Contrary to popular belief, pizza can be healthy. A whole wheat crust, olive oil, a little cheese, tons of veggies, and maybe some lean meat, and you're set. It also doesn't have to be difficult to make yourself at home. In fact, you don't even have to make the dough yourself. You can use a bagel, a tortilla, an English muffin, or in this case, pita bread. By simplifying the crust, at least in my experience, you'll be more likely to dream up creative toppings. I see a lot of recipes on food blogs this time of year using butternut squash and kale together. They seem to make a nice pairing. Not to mention, the color combination is gorgeous. So, I went for it. First order of business...kale.
Kale. I was very skeptical about it, until I just sucked it up and tried it. I had heard all of the hoopla about how healthy it is, how it's considered the most nutritionally dense food in the world, etc. I had also heard that it's extremely bitter, almost to the point where it's unpalatable. I decided to try it for myself and prepare it the way I normally prepare any leafy green. And I fell in love! I have never been so pleasantly surprised after trying a new food for the first time. It's also extremely addicting, which I had also heard around the food blogosphere.
Before getting to the pizza, here's how I prepared the kale:
Sauteed Garlicky, Vinegary Kale
- 1 head of kale
- 1 tablespoon extra virgin olive oil
- 1 tablespoon vinegar (any kind would work, I usually choose balsamic)
- 2 large cloves of garlic
- Dash of nutmeg
- Salt and pepper
Pour the olive oil into a large pan and put it on medium-high heat. Rinse and dry off the kale, and rip the leaves off of the thick stems. Chop up the kale leaves and place them in a large bowl while you chop up the garlic. I like to slice the garlic into discs rather than mincing it, but you can finely mince it if you're not a fan of biting into pieces of garlic. Put the kale and garlic into the hot pan, and add the vinegar, nutmeg, salt, and pepper. Sautee until the kale wilts down and darkens in color.
This makes more than you'll need to top the pizza, so save the rest for another use. If you end up loving it as much as I do, you'll find plenty of other uses for it. In the meantime, it adds tons of flavor, nutrition, and vibrant color to this:
Pita Pizza with Butternut Squash, Kale, Feta, and Walnuts
- 1 whole wheat pita bread round
- 1 teaspoon extra virgin olive oil
- 2 tablespoons reduced fat feta cheese
- 1/2 cup butternut squash, cubed
- 1/2 cup garlicky vinegary kale
- 1 tablespoon walnuts, chopped
First, get a pot of salted water boiling for the butternut squash. You can either steam it or boil it for 5-8 minutes until you can easily pierce it with a fork. Next, to make the pita bread a little bit crispy, use this old trick from Mexican home cooking:
Just place it right above the burner flame, moving it around the flame with tongs and being careful not to let it burn (I suggest flipping it often to check).

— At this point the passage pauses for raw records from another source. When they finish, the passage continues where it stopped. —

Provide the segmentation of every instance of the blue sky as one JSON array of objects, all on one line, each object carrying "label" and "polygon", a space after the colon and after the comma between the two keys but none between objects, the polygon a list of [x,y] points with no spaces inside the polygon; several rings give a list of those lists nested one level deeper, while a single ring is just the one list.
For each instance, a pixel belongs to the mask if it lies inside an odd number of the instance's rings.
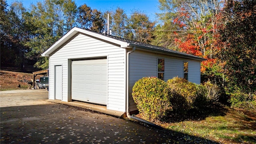
[{"label": "blue sky", "polygon": [[[13,2],[16,1],[7,0],[7,3],[10,5]],[[31,3],[36,4],[37,2],[40,1],[42,0],[21,0],[27,8],[28,8]],[[78,7],[85,3],[92,9],[96,9],[102,12],[108,10],[115,10],[117,7],[124,10],[127,14],[130,14],[132,10],[139,10],[146,14],[151,20],[156,19],[155,13],[160,12],[158,8],[158,0],[75,0],[75,2]]]}]

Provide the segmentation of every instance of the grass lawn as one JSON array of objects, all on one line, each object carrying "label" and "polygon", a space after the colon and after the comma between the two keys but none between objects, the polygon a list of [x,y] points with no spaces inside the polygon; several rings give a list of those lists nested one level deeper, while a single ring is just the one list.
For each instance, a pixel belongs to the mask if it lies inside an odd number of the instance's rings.
[{"label": "grass lawn", "polygon": [[186,115],[172,116],[156,124],[217,142],[256,144],[256,111],[217,105]]}]

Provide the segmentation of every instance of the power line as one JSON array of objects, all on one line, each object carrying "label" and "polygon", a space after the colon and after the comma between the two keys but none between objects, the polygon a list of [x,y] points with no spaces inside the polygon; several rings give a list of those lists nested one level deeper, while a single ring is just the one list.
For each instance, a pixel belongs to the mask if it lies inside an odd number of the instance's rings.
[{"label": "power line", "polygon": [[142,30],[142,31],[216,31],[220,30],[146,30],[146,29],[112,29],[112,30]]},{"label": "power line", "polygon": [[[221,9],[223,8],[224,7],[221,8],[214,8],[212,9],[211,10],[216,10],[218,9]],[[199,9],[197,10],[180,10],[178,11],[171,11],[171,12],[159,12],[159,13],[138,13],[138,14],[115,14],[115,16],[131,16],[134,15],[140,15],[140,14],[166,14],[168,13],[177,13],[177,12],[190,12],[190,11],[199,11],[201,10],[207,10],[207,9]]]}]

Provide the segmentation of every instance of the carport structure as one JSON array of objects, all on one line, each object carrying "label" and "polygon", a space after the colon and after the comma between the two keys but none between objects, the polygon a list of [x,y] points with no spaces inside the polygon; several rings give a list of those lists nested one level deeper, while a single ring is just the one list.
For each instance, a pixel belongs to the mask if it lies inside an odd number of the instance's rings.
[{"label": "carport structure", "polygon": [[49,70],[40,70],[36,72],[33,72],[33,88],[35,88],[35,78],[38,74],[46,74],[46,76],[48,76]]}]

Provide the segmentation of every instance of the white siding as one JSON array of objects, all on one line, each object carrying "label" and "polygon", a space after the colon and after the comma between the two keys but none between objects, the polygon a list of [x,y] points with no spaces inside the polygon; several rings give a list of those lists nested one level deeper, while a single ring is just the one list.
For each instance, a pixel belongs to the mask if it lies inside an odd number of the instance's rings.
[{"label": "white siding", "polygon": [[188,62],[188,80],[200,83],[200,62],[135,50],[129,56],[129,95],[130,110],[137,110],[132,93],[136,81],[144,77],[158,76],[158,58],[164,59],[164,79],[183,77],[183,62]]},{"label": "white siding", "polygon": [[[54,78],[54,66],[63,66],[62,100],[68,102],[69,59],[107,57],[108,102],[107,108],[125,111],[125,50],[113,44],[79,34],[71,40],[49,58],[50,78]],[[54,99],[54,78],[50,78],[49,99]]]},{"label": "white siding", "polygon": [[201,64],[199,62],[187,60],[188,62],[188,81],[196,84],[201,83]]}]

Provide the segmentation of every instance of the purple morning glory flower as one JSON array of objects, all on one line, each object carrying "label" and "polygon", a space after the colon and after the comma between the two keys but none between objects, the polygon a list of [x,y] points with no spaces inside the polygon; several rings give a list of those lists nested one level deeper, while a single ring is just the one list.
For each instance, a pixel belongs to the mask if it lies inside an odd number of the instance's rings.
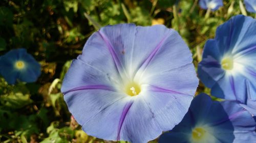
[{"label": "purple morning glory flower", "polygon": [[201,94],[192,101],[182,121],[159,138],[159,143],[241,143],[256,140],[256,122],[232,101],[212,101]]},{"label": "purple morning glory flower", "polygon": [[222,0],[200,0],[199,5],[203,9],[216,11],[223,6],[223,2]]},{"label": "purple morning glory flower", "polygon": [[256,0],[244,0],[244,2],[248,12],[256,13]]},{"label": "purple morning glory flower", "polygon": [[0,74],[9,84],[17,79],[32,82],[41,74],[41,66],[26,49],[13,49],[0,56]]},{"label": "purple morning glory flower", "polygon": [[146,142],[179,123],[198,81],[191,54],[162,25],[107,26],[73,61],[61,91],[88,134]]},{"label": "purple morning glory flower", "polygon": [[[199,76],[211,94],[250,107],[256,115],[256,19],[238,15],[205,43]],[[248,108],[249,109],[249,108]],[[253,113],[252,112],[251,113]]]}]

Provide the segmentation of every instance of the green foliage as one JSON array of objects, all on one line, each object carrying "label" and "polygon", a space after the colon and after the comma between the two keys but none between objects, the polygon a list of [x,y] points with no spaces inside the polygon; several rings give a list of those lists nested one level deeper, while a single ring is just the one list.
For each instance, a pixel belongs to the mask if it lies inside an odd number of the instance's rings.
[{"label": "green foliage", "polygon": [[[224,7],[207,17],[198,3],[198,0],[2,0],[0,54],[26,48],[41,64],[42,74],[36,82],[15,85],[9,85],[0,77],[0,142],[110,142],[88,136],[68,111],[60,87],[71,60],[81,53],[89,37],[101,26],[158,23],[180,33],[197,67],[205,41],[214,38],[217,26],[233,15],[246,13],[240,1],[225,0]],[[197,92],[210,91],[200,83]]]}]

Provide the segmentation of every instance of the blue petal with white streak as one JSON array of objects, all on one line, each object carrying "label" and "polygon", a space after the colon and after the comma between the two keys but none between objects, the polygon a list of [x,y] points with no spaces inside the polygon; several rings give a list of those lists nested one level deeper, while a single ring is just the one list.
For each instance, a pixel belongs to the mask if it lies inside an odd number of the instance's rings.
[{"label": "blue petal with white streak", "polygon": [[238,103],[213,101],[201,94],[193,100],[182,121],[162,134],[159,142],[253,142],[255,126],[251,114]]}]

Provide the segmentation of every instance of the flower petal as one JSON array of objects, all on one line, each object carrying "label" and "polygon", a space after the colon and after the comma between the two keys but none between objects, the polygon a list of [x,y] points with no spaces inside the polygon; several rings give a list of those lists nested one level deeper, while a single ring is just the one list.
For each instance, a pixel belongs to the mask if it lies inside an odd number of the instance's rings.
[{"label": "flower petal", "polygon": [[191,63],[191,52],[178,33],[172,29],[163,28],[168,33],[163,33],[164,37],[145,59],[135,78],[143,74],[156,75]]},{"label": "flower petal", "polygon": [[145,74],[141,81],[142,83],[192,96],[198,85],[198,79],[192,63],[158,74]]},{"label": "flower petal", "polygon": [[218,98],[244,103],[246,92],[245,79],[242,75],[225,74],[212,87],[211,94]]},{"label": "flower petal", "polygon": [[143,95],[140,95],[134,99],[127,113],[120,132],[120,140],[147,142],[162,133],[154,113],[145,102]]},{"label": "flower petal", "polygon": [[[104,65],[102,65],[102,67]],[[69,91],[84,86],[103,85],[113,87],[117,84],[117,79],[113,79],[108,73],[99,70],[96,68],[82,62],[80,60],[75,60],[72,62],[71,67],[65,75],[61,87],[61,92],[66,93]]]},{"label": "flower petal", "polygon": [[64,99],[77,122],[83,125],[97,114],[105,110],[106,107],[125,97],[125,95],[98,89],[67,93],[64,96]]},{"label": "flower petal", "polygon": [[148,91],[145,94],[142,96],[163,131],[171,130],[180,122],[189,107],[187,103],[193,98],[193,96],[162,90]]}]

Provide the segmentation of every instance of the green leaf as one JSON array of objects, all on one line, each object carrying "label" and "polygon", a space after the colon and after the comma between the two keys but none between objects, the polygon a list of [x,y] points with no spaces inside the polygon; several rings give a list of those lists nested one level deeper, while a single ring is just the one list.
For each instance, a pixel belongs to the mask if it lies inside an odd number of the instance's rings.
[{"label": "green leaf", "polygon": [[0,25],[12,26],[13,17],[13,14],[9,8],[0,7]]},{"label": "green leaf", "polygon": [[0,37],[0,51],[4,50],[6,49],[6,42],[4,38]]},{"label": "green leaf", "polygon": [[11,93],[0,97],[0,102],[5,106],[10,108],[20,108],[33,102],[29,94]]}]

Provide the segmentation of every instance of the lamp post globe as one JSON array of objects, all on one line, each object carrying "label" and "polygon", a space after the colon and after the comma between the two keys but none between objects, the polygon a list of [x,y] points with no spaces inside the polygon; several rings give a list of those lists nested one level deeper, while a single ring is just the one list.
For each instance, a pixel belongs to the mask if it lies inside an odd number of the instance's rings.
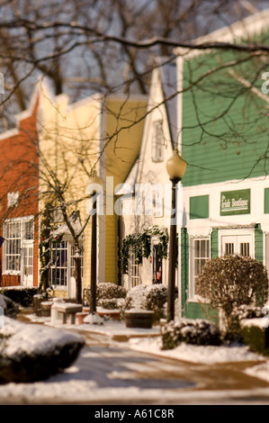
[{"label": "lamp post globe", "polygon": [[173,156],[168,158],[166,162],[166,170],[170,179],[172,181],[173,179],[180,181],[185,173],[186,166],[186,162],[179,156],[177,151],[175,151]]},{"label": "lamp post globe", "polygon": [[176,184],[181,181],[186,170],[186,162],[175,151],[166,162],[166,170],[172,181],[172,204],[169,238],[169,268],[168,268],[168,292],[167,292],[167,320],[175,319],[175,266],[176,266]]}]

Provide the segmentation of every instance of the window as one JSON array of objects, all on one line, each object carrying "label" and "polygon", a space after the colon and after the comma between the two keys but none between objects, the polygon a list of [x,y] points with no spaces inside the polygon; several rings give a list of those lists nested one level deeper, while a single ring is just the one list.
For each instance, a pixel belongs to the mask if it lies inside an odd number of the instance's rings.
[{"label": "window", "polygon": [[129,256],[129,285],[130,288],[133,288],[140,284],[140,267],[132,249]]},{"label": "window", "polygon": [[190,294],[192,298],[196,295],[195,292],[195,281],[198,274],[201,273],[202,266],[205,265],[207,260],[210,259],[210,238],[193,238],[192,242],[192,260],[191,260],[191,274],[192,274],[192,285],[190,289]]},{"label": "window", "polygon": [[67,284],[67,242],[61,241],[51,246],[52,266],[49,282],[52,285],[66,287]]},{"label": "window", "polygon": [[163,260],[159,256],[158,253],[158,245],[155,244],[153,245],[153,268],[152,268],[152,274],[153,274],[153,278],[152,282],[153,284],[162,284],[163,280]]},{"label": "window", "polygon": [[[71,247],[70,252],[70,277],[76,278],[76,267],[75,267],[75,247]],[[84,252],[81,250],[81,277],[83,277],[83,266],[84,266]]]},{"label": "window", "polygon": [[14,207],[18,205],[19,192],[7,193],[7,207]]},{"label": "window", "polygon": [[[4,222],[4,273],[19,274],[22,266],[22,252],[25,241],[30,241],[32,248],[34,223],[32,219],[10,219]],[[31,256],[33,254],[31,251]],[[23,263],[22,263],[23,265]],[[32,271],[32,263],[30,264]]]},{"label": "window", "polygon": [[153,123],[152,159],[155,162],[164,160],[164,136],[161,121]]}]

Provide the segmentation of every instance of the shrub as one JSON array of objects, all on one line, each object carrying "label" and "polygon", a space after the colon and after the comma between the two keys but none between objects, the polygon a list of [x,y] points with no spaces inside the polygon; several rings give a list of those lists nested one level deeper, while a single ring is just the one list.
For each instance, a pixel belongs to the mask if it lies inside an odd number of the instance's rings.
[{"label": "shrub", "polygon": [[181,319],[162,328],[163,349],[172,349],[182,342],[193,345],[219,346],[220,335],[215,323],[203,320]]},{"label": "shrub", "polygon": [[262,306],[267,300],[266,268],[251,257],[216,257],[202,267],[195,291],[213,309],[221,310],[224,330],[231,339],[239,333],[239,308]]},{"label": "shrub", "polygon": [[126,297],[125,310],[141,309],[154,312],[153,320],[165,316],[167,287],[163,284],[139,285],[130,289]]},{"label": "shrub", "polygon": [[38,293],[38,288],[1,288],[0,293],[22,307],[31,307],[32,298]]},{"label": "shrub", "polygon": [[[125,298],[127,291],[123,286],[116,285],[111,282],[102,282],[97,284],[96,286],[96,302],[97,305],[103,307],[101,304],[103,300],[112,300]],[[86,301],[91,303],[91,289],[88,288],[86,291]]]},{"label": "shrub", "polygon": [[125,302],[123,298],[112,298],[110,300],[104,298],[103,300],[99,300],[98,305],[103,309],[115,310],[122,309],[124,307]]}]

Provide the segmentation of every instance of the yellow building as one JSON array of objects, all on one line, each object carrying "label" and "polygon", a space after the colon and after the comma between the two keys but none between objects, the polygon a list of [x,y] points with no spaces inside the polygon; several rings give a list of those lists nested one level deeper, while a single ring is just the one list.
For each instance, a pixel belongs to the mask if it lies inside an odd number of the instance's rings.
[{"label": "yellow building", "polygon": [[69,104],[66,94],[54,96],[44,83],[40,84],[40,211],[45,203],[53,202],[58,208],[54,211],[56,235],[62,236],[60,242],[53,246],[50,283],[56,294],[75,297],[74,237],[64,223],[62,210],[71,217],[69,220],[76,233],[87,221],[80,237],[85,288],[90,285],[92,238],[85,188],[92,171],[96,170],[103,187],[103,210],[97,220],[97,280],[117,284],[118,216],[113,207],[114,188],[124,182],[139,156],[147,98],[94,94]]}]

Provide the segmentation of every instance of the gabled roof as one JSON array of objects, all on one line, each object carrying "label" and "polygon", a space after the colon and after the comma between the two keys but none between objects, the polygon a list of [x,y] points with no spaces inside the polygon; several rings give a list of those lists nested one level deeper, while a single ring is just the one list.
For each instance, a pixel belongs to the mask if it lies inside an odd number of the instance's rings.
[{"label": "gabled roof", "polygon": [[[163,101],[166,108],[166,114],[167,118],[167,124],[170,133],[170,140],[173,149],[177,145],[177,76],[176,76],[176,63],[174,57],[159,57],[156,58],[157,69],[160,78],[160,88],[163,94]],[[147,129],[147,125],[144,127]],[[147,137],[143,136],[139,157],[137,158],[133,166],[131,167],[129,175],[127,176],[124,184],[131,186],[134,191],[135,184],[139,182],[139,173],[141,171],[141,164],[143,158],[143,148],[145,142],[148,142]],[[127,186],[124,184],[117,191],[117,195],[123,195],[129,194]]]}]

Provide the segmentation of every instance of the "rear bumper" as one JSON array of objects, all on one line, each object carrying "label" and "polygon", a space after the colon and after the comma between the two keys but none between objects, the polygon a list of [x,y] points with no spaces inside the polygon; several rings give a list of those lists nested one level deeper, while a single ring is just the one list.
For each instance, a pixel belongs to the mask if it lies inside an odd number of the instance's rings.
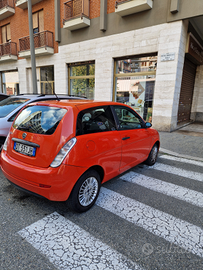
[{"label": "rear bumper", "polygon": [[39,168],[16,162],[4,150],[1,169],[5,177],[16,186],[51,201],[66,201],[78,178],[87,170],[62,164],[58,168]]}]

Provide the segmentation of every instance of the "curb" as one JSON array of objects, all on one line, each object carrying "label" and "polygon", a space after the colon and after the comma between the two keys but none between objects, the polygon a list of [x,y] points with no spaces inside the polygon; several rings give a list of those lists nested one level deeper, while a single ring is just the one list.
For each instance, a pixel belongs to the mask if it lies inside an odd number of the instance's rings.
[{"label": "curb", "polygon": [[164,149],[164,148],[160,148],[159,149],[159,152],[162,153],[162,154],[168,154],[168,155],[171,155],[171,156],[176,156],[176,157],[181,157],[181,158],[187,158],[187,159],[192,159],[192,160],[203,162],[203,158],[188,156],[188,155],[184,155],[184,154],[179,154],[179,153],[172,152],[172,151],[167,150],[167,149]]}]

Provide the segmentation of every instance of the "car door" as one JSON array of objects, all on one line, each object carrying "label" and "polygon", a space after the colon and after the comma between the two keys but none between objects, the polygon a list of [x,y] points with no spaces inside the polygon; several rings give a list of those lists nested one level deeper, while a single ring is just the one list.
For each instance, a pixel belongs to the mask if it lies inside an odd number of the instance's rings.
[{"label": "car door", "polygon": [[118,175],[122,143],[110,106],[80,111],[76,138],[74,149],[77,148],[81,154],[77,164],[73,165],[101,166],[104,170],[104,181]]},{"label": "car door", "polygon": [[122,105],[115,105],[113,109],[122,141],[122,172],[147,159],[151,136],[145,122],[134,110]]}]

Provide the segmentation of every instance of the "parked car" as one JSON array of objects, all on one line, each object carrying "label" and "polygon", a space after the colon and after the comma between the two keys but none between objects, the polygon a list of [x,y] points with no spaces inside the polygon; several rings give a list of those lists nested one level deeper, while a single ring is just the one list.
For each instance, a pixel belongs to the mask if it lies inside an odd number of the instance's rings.
[{"label": "parked car", "polygon": [[7,97],[9,97],[9,96],[6,95],[6,94],[0,93],[0,101],[3,100],[3,99],[6,99]]},{"label": "parked car", "polygon": [[[60,99],[74,97],[59,95]],[[17,95],[0,101],[0,149],[8,135],[13,120],[19,111],[33,101],[57,99],[55,95]]]},{"label": "parked car", "polygon": [[127,105],[43,101],[15,119],[1,168],[17,187],[83,212],[102,183],[141,162],[153,165],[159,146],[158,132]]}]

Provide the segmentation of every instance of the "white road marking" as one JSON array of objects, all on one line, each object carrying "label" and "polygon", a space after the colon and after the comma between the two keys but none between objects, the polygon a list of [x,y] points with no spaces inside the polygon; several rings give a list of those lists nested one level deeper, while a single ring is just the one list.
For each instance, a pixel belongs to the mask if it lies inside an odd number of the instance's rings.
[{"label": "white road marking", "polygon": [[60,270],[142,269],[57,212],[18,233]]},{"label": "white road marking", "polygon": [[148,168],[203,182],[203,173],[187,171],[187,170],[184,170],[181,168],[177,168],[174,166],[170,166],[170,165],[166,165],[166,164],[162,164],[162,163],[158,163],[158,162],[155,165],[148,167]]},{"label": "white road marking", "polygon": [[173,160],[173,161],[178,161],[178,162],[183,162],[183,163],[188,163],[188,164],[193,164],[193,165],[203,167],[203,162],[201,162],[201,161],[196,161],[196,160],[191,160],[191,159],[186,159],[186,158],[180,158],[180,157],[174,157],[174,156],[169,156],[169,155],[161,155],[160,158]]},{"label": "white road marking", "polygon": [[151,189],[153,191],[163,193],[167,196],[171,196],[190,204],[203,207],[203,193],[201,192],[167,183],[156,178],[135,173],[133,171],[122,175],[120,178],[122,180]]},{"label": "white road marking", "polygon": [[189,222],[101,188],[96,204],[154,235],[203,257],[203,230]]}]

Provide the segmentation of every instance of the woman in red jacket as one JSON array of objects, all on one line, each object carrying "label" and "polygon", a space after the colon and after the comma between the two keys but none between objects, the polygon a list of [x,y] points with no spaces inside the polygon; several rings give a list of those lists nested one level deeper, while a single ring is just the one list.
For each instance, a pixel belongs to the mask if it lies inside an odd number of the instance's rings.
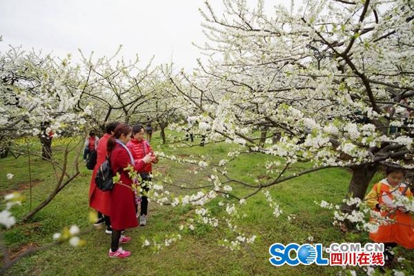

This only takes a couple of minutes. Once it's crispy and warmed up, place it on a baking sheet, drizzle it with a teaspoon of olive oil, and sprinkle on a tablespoon of the feta cheese. Then add the kale and dot it with the cubes of butternut squash. Top it with another tablespoon of feta and the walnuts, and it's ready for the oven.
Place the baking sheet on the top shelf of your oven, and broil the pizza for 2 or 3 minutes or so - just long enough to warm up the toppings and slightly melt the cheese. If your oven doesn't have a broil setting, you can bake it at 450 degrees for 5 minutes.
Not only is this extremely flavorful, but look at that color! It warms you up and brightens a crisp Fall day. If the old adage that you "eat with your eyes first" is true...your eyes are probably drooling right about now.